Many fantastic room treatment solutions manufactured by innovative companies today can reduce echoes, sonic reflections, bass boom, and other undesirable artifacts. Recording studios depend heavily on these products to make the recordings we love. For the average audiophile at home though, purchasing room treatments may feel lackluster in comparison to buying new audio gear and music. Thinking about room treatments as a system component — just like an amp or turntable — offers an important frame-of-mind for the acquisition. Think of sound treatments as a long-term investment in your musically-induced happiness. Once you get the room acoustics dialed in, room treatments can stay in place indefinitely regardless of audio components that may change over time.
In my listening room, investing in professionally-produced treatments offered exceptional acoustic improvement. I saved money and bought the treatments a few at a time, prioritizing the biggest sonic issues first. For instance, the bass buildup in the upper and lower corners of the room — both behind and in front of the speakers — contributed dramatically to the degradation in the room’s sound quality. For that issue, Cathedral Sound Room Dampening Panels placed in corners and edges of the room where the walls meet the ceiling offered a profound improvement. As a bonus, the Panels are paintable to match the wall color, making them less visually-obtrusive.
While moderately expensive, Acoustic Sciences Corporation (ASC) Tube Traps offer another very effective room treatment solution and often find themselves at home in recording studios. Tube Traps feature a sound absorptive element as well as a reflective one. They may look like a cylindrical cat scratch post, but the sonic benefit they offer can prove stunning. Twisting the ASC Tube Trap column clockwise or counter-clockwise changes its sound absorbance and reflection ratio, giving Tube Traps a great deal of versatility for tuning a room. If you choose to add some Tube Traps in your own home, a few tips may help: Once you have experimented with Tube Trap placement to enable the best sound in the room, (start with the suggestions on ASC’s website) put a piece of painter’s blue tape on the floor right in front of the ASC label. If the Traps ever move, the tape marker will make it easy to reposition them. Traps can also stack atop one another for additional sound tuning and twisted in different directions to get ideal acoustic improvement from each one. To “mark” that unique placement of one trap relative to the other, place a push pin or tack near the top of the lower trap. Align the second trap where you want it, and add a tack near the bottom of it, so the two tacks on the pair of Tube Traps line up with each other.

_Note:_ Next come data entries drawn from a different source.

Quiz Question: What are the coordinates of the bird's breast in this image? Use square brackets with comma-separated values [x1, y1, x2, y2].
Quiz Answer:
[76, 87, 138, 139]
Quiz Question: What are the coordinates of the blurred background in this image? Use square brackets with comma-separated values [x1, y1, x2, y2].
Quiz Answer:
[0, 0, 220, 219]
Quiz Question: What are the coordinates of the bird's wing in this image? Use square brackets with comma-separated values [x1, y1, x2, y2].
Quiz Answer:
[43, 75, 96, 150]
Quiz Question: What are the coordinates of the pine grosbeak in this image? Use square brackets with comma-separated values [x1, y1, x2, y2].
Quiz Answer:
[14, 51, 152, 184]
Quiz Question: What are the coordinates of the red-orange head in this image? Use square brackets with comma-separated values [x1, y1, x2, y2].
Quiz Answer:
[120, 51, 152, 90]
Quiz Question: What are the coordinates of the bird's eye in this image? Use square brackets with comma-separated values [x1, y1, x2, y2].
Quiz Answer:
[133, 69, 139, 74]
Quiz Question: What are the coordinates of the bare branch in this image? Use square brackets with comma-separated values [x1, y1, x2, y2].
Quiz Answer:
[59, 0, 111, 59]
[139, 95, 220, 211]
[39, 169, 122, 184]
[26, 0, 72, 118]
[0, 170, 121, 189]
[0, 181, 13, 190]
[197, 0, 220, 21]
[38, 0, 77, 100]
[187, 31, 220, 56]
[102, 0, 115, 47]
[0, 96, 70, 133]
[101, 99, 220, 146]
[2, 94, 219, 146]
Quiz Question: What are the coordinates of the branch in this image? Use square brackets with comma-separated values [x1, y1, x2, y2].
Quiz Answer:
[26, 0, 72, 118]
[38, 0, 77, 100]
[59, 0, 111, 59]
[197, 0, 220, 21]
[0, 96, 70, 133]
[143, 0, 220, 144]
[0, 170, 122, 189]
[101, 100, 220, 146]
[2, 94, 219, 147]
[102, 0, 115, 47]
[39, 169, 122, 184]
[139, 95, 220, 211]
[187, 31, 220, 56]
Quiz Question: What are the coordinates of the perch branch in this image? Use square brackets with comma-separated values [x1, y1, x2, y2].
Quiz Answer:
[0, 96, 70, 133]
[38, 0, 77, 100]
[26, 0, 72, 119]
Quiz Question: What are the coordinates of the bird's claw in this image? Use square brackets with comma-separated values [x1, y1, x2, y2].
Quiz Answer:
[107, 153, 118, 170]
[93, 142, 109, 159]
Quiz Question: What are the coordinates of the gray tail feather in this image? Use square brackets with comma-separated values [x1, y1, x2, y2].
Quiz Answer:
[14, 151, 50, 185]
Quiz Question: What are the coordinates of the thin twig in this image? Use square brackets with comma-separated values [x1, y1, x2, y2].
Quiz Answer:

Don’t be afraid to consult the experts
Some audiophiles feel that one must spend thousands of dollars to have a good audio system. That is not true. Many audio components and speakers available today offer marvelous price-performance, and fall within a budget that most audio fans can afford. The key is balancing your audio purchases — including gear and room treatments as a whole — to ensure everything synergizes. If you seek input to identify sonic challenges, a local audio shop can offer a huge benefit. Most shops have the expertise to help customers optimize sound from existing gear. Down the road, if a stereo enthusiast chooses to upgrade, those same shops often let customers audition new pieces of gear at home before a purchase. Doing so lets a customer hear how the component sounds in their personal system rather than a setup optimized on a showroom floor.
In the end, always let your ears be the judge for what sounds best to you, and never be afraid to experiment. Above all else, enjoy your music! That’s what this hobby is all about.